Painter, cartoonist, book illustrator, screenwriter, animation director
Jiri Trnka was born in Pilsen in 1912. His father was a plumber and his mother was a dressmaker. As a child, young Jiri loved to make dolls out of wood and arranged small performances for friends. He studied painting with Yaroslav Benda, then worked at the Pilsen Puppet Theater. Stingy. At first, he presented himself as a stage artist; in addition, he acted as a sculptor and graphic artist. Nevertheless, these works of his are less well-known among art critics than the puppet animated films and book illustrations created by I. Trnka. In the early 1940s, the artist began his collaboration with Adolf Zabransky in illustrating children’s literature. During the Second World War, Trnka left for Prague, where he worked as a stage and costume designer. He also founded the film studio Jiří Trnka a Bratři v triku (Jiří Trnka and brothers in animation). With the help of this company, where he created his puppet and hand-drawn films, I. Trnka won international recognition. In the last years of his life, Trnka worked hard for the opening of the International Exhibition Expo-67 in Montreal, and also turned back to sculpture and book illustration.
Jiri Trnka is considered the founder of Czech and Czechoslovak animation. Many researchers and historians of cinema recognize him as the world’s largest expert in the field of puppet film. The artistic and directorial experience collected and accumulated by him, the originality of solutions and the diversity of images gave the Czechoslovak animation an incomparable style and an internationally recognized high level of the created film material. I. Trnka worked mainly with dolls. His most famous films include Staré pověsti české (Old Czech Legends) based on Alois Jirasek, Osudy dobrého vojáka Švejka (Brave Soldier Schweik) based on the novel by Yaroslav Hasek and A Midsummer Night’s Dream based on Shakespeare’s play. Radko Pytlik called “The Brave Soldier Schweik” the best film adaptation of Hasek’s novel by 1983.

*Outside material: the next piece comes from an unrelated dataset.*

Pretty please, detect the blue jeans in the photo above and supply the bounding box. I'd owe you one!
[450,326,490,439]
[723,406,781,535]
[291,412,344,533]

Of the master’s other animated films, it should be noted that the film Kyberneticka babička (Cyberbabushka), dedicated to the problems of artificial intelligence, was released in the 1960s; the western Prairie Song; children’s films Shpalichek and Prince Bayaya. Many of I. Trnka’s cartoons have been awarded international and national prizes. The artist himself received the Hans-Christian Andersen Prize in 1968 for his book illustrations.
In 1963, I. Trnke was awarded the title of People’s Artist of Czechoslovakia.
Jiri Trnka died in 1969 in Prague, when he was 57 years old. His funeral in Pilsen was a major public event.